Per indicare in che senso sia possibile rispondere alle domande sull’obiettiva realtà delle figure soprannaturali e degli incontri con esse, citerò soltanto un testo straordinario, in cui Villiers de L'Isle-Adam racconta del volto dell’imperscrutabile Messaggero dagli occhi di creta: “non si può percepire che con lo spirito”. Le creature sperimentano solo le influenze che appartengono alle entità arcangeliche. “Gli angeli” scrive “non esistono, in sostanza, che nella libera sublimità del Cielo assoluto, dove la realtà è unita all’ideale… Essi si esternano solo nell’estasi che provocano e che è parte di loro.”
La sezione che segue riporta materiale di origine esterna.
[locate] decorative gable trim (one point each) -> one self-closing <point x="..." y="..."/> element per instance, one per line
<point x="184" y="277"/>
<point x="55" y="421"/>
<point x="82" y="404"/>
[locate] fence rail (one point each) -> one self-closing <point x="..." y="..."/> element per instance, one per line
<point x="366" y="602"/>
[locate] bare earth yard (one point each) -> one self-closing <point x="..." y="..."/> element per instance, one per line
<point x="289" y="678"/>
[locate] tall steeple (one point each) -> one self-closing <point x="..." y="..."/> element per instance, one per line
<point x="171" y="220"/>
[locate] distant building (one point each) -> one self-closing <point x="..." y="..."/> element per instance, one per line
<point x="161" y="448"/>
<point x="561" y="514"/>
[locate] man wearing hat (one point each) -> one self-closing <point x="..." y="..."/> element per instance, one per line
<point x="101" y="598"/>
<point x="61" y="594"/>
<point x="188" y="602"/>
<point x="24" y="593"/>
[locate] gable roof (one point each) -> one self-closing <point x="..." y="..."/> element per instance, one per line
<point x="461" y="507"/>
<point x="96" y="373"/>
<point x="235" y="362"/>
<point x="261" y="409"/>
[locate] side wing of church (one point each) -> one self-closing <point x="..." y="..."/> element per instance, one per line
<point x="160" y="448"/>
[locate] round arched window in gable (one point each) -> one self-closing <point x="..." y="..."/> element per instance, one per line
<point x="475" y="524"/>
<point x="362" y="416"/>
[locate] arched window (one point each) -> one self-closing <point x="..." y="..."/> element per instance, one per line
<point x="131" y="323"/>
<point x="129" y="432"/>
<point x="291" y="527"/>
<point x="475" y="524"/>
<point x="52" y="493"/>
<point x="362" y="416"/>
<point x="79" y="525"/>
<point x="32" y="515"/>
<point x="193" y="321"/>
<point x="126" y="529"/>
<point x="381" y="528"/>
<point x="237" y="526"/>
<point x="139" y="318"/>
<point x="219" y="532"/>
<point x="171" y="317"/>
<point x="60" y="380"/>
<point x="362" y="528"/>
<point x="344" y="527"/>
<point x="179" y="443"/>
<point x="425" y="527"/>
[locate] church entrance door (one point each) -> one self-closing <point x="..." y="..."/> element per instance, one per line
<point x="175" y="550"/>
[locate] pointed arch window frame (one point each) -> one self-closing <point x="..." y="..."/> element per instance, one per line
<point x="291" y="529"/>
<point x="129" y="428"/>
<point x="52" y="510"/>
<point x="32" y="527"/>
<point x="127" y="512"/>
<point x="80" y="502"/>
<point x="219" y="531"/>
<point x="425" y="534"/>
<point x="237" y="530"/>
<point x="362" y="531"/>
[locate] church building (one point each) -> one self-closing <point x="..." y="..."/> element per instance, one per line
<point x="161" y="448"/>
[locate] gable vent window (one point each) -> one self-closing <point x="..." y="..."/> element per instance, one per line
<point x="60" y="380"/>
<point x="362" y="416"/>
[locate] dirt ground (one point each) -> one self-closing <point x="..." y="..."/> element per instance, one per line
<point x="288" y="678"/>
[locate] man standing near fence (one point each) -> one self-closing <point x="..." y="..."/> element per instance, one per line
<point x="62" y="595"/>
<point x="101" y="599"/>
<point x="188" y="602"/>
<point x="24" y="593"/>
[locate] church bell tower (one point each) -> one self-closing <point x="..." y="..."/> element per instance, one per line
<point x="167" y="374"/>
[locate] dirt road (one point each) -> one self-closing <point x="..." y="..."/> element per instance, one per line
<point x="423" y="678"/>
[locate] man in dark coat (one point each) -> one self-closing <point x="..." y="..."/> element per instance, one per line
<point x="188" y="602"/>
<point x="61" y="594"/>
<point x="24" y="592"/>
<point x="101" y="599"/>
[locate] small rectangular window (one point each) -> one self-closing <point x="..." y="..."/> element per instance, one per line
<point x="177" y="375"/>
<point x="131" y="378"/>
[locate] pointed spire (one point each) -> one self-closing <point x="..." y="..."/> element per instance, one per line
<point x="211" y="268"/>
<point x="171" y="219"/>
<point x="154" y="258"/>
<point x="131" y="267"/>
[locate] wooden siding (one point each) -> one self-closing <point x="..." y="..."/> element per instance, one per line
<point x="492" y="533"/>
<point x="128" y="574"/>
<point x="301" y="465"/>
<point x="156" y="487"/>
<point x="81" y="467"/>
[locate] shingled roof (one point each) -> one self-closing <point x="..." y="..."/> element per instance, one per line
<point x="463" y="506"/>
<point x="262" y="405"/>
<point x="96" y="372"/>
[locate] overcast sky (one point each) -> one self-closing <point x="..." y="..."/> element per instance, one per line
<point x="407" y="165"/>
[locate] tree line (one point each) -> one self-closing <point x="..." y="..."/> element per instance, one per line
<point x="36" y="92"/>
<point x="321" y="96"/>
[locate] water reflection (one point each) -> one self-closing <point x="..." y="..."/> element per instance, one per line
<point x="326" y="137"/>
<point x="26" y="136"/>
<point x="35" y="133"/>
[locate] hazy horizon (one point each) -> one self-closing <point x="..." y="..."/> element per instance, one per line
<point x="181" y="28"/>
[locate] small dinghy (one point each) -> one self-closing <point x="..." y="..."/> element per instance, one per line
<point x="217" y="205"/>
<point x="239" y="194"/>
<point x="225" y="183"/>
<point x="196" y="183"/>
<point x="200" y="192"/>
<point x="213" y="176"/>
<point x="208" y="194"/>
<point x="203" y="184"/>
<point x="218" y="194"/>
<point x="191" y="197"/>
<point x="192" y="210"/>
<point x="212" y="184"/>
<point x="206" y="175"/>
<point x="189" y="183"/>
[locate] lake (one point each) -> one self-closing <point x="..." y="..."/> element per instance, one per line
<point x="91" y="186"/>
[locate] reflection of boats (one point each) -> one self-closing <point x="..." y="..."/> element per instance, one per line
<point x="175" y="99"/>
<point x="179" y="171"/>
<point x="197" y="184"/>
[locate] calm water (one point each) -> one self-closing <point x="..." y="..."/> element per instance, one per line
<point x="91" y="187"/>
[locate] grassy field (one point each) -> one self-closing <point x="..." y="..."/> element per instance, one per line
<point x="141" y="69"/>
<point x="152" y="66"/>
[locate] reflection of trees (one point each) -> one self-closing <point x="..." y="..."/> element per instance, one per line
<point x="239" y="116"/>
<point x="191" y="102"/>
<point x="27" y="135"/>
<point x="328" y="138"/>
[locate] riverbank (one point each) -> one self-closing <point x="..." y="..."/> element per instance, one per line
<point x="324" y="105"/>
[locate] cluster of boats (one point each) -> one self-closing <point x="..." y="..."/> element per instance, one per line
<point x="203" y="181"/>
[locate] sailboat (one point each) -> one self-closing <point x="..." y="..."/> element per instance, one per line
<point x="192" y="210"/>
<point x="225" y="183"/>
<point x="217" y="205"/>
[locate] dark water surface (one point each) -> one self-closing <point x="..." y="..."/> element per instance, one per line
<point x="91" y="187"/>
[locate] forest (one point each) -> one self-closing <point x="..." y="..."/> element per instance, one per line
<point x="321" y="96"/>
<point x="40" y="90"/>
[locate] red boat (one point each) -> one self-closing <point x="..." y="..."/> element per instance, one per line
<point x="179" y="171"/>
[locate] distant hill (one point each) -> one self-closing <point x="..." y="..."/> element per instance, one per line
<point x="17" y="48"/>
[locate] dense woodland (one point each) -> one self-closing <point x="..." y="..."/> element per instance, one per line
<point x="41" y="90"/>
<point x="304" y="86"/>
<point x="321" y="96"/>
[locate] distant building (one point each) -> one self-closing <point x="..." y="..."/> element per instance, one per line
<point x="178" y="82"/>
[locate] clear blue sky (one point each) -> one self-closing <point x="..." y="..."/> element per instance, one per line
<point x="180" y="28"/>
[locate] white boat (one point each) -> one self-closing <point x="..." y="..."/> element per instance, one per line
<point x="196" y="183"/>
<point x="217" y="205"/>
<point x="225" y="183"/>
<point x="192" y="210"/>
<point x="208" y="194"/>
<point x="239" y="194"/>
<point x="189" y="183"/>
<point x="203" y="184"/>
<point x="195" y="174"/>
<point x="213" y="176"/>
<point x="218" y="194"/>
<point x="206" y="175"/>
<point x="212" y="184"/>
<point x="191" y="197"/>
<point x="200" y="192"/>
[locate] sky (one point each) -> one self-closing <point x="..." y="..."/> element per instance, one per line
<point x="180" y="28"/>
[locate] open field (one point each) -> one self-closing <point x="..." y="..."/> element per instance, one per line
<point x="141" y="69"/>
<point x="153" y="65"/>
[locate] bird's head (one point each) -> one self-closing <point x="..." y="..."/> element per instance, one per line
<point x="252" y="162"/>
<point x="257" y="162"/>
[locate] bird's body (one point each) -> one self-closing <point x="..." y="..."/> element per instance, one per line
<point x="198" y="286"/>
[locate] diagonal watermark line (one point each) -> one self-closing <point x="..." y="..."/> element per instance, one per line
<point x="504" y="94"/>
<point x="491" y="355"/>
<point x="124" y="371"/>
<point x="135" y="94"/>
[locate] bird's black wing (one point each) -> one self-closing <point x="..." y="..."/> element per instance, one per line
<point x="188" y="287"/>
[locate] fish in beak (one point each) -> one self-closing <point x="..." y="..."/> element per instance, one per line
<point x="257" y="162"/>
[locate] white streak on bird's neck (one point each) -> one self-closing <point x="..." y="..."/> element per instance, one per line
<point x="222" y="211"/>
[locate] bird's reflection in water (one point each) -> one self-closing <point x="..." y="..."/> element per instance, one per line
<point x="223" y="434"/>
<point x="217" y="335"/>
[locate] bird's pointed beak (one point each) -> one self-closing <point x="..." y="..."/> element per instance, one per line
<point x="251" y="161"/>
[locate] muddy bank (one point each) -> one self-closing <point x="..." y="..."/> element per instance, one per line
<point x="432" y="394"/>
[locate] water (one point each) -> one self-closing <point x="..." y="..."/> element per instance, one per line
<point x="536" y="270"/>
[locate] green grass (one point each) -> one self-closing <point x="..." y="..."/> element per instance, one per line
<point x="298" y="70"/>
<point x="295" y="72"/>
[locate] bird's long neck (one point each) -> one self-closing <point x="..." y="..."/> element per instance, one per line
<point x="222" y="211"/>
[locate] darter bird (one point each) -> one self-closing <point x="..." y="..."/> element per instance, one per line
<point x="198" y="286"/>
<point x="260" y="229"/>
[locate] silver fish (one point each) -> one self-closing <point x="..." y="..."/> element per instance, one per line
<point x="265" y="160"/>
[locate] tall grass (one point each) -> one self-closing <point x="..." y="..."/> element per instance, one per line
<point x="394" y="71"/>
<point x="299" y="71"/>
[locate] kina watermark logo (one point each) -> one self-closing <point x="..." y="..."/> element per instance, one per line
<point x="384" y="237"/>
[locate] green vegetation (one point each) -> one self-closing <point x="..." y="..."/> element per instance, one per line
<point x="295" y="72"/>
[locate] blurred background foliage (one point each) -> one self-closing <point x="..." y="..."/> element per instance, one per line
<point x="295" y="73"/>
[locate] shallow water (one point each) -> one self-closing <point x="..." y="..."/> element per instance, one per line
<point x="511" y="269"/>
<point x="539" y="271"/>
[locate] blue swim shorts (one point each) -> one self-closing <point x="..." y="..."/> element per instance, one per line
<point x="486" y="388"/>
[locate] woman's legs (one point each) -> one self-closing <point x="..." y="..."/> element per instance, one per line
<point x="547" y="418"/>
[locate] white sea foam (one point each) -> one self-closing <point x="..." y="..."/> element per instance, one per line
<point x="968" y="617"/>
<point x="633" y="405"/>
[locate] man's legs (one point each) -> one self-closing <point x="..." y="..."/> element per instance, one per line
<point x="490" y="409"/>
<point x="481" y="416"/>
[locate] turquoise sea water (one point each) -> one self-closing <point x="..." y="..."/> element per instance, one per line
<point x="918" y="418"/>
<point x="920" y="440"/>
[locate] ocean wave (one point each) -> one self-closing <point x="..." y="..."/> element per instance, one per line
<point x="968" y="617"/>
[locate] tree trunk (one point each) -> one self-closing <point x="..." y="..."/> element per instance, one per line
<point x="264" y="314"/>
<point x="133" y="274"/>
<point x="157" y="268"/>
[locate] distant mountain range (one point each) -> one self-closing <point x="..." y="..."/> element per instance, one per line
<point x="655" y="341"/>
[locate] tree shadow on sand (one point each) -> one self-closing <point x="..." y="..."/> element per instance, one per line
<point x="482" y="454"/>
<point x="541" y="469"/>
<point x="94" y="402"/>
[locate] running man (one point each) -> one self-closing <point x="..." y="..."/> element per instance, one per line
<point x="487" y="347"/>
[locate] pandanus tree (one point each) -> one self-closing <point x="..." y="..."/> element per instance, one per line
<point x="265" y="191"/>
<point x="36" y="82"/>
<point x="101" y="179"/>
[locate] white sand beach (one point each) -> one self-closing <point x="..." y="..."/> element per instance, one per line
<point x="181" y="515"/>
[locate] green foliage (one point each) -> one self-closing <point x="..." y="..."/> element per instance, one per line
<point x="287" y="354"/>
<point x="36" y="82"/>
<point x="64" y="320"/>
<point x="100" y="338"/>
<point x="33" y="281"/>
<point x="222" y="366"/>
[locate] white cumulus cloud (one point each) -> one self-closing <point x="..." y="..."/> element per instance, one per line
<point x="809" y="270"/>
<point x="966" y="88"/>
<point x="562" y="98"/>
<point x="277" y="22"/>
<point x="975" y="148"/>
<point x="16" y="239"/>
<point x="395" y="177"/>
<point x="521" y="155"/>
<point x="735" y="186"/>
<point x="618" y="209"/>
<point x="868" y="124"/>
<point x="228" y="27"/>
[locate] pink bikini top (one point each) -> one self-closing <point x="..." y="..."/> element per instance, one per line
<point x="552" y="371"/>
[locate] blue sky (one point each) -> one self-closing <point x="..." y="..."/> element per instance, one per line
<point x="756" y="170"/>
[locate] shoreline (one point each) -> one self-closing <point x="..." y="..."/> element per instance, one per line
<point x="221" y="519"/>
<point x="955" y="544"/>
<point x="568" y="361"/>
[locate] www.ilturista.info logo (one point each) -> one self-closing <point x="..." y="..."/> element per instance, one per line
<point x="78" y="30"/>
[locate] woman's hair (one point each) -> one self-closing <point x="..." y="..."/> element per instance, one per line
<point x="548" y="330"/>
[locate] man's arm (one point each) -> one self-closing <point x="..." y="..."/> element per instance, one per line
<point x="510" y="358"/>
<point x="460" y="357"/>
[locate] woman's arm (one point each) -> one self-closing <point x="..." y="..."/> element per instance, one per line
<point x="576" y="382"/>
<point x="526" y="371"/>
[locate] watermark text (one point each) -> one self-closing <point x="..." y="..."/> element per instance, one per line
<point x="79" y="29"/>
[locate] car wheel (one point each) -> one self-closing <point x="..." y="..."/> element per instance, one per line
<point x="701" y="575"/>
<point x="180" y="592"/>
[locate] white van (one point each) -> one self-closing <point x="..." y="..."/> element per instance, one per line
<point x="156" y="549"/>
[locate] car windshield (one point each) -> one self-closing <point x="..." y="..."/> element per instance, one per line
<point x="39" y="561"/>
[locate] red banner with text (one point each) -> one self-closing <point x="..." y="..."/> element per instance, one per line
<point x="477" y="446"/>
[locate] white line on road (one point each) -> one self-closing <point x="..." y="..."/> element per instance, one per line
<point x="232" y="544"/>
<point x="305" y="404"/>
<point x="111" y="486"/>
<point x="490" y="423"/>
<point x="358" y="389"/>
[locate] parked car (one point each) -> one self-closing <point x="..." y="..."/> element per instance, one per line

Le ultime parole, un’estasi.. che è parte di loro, mi sembrano possedere una chiarezza profetica, poiché essi possono penetrare anche il granito del dubbio, paralizzare il “riflesso agnostico”, nel senso di spezzare l’isolamento reciproco della coscienza e del suo oggetto, di pensiero ed essere; la fenomenologia diventa ontologia. Senza dubbio, questo è il postulato implicito nell’insegnamento dei nostri autori a proposito dell’immaginale. Poiché non vi è alcun criterio esterno per la manifestazione dell’Angelo, che la sua stessa manifestazione. L’Angelo è di per sé ekstasis, il “dislocamento” o la partenza da noi stessi che è un “cambiamento di stato” rispetto al nostro stato di coscienza. Ecco perché queste parole ci suggeriscono anche il segreto dell’essere soprannaturale dell’ “Imam Nascosto” e della sua Apparizione nella coscienza Sciita: l’Imam è l’ ekstasis di quella coscienza. Chi non si trova nel suo stesso stato di coscienza non può vederlo.

A questo allude Sohravardi nel suo racconto “L’Arcangelo Cremisi” con le parole che abbiamo citato all’inizio: “Se sei Khezr, puoi passare senza difficoltà anche attraverso la montagna di Qaf”.

Marzo 1964

Henry Corbin (1903-1978), orientalista e filosofo, è uno dei più grandi pensatori del XX secolo. Allievo di Etienne Gilson e di Louis Massignon, a cui succede alla cattedra di Studi dell’Islam dell’Ecole Pratique des Hautes Etudes della Sorbonne, fu anche uno dei pilastri fondamentali, con, tra gli altri, C. G. Jung e M. Elide, del circolo Eranos dal 1949 al 1977, direttore del Dipartimento di Iranologia dell’Istituto Franco-Iraniano di Teheran dal 1946 al 1970, professore per più di trent’anni all’Università di Teheran e membro fondatore dell’Université de Saint-Jean de Jerusalem.

Henry Corbin ha rivelato all’occidente l’esistenza di un modo fino ad allora completamente sconosciuto: la profonda spiritualità dei grandi mistici sciiti e la filosofia sviluppata nell’oriente musulmano, in particolare in Iran, dopo la morte di Averroé. La sua opera, centrata sulla conoscenza e la spiritualità islamica, ma sviluppata nel contesto delle tre grandi religioni del monoteismo, comprende un numero considerabile di studi sui riti, così come sulle traduzioni e le edizioni degli antichi testi inediti, arabi e persiani, che recuperò egli stesso, pazientemente, nelle biblioteche di Turchia e dell’Iran.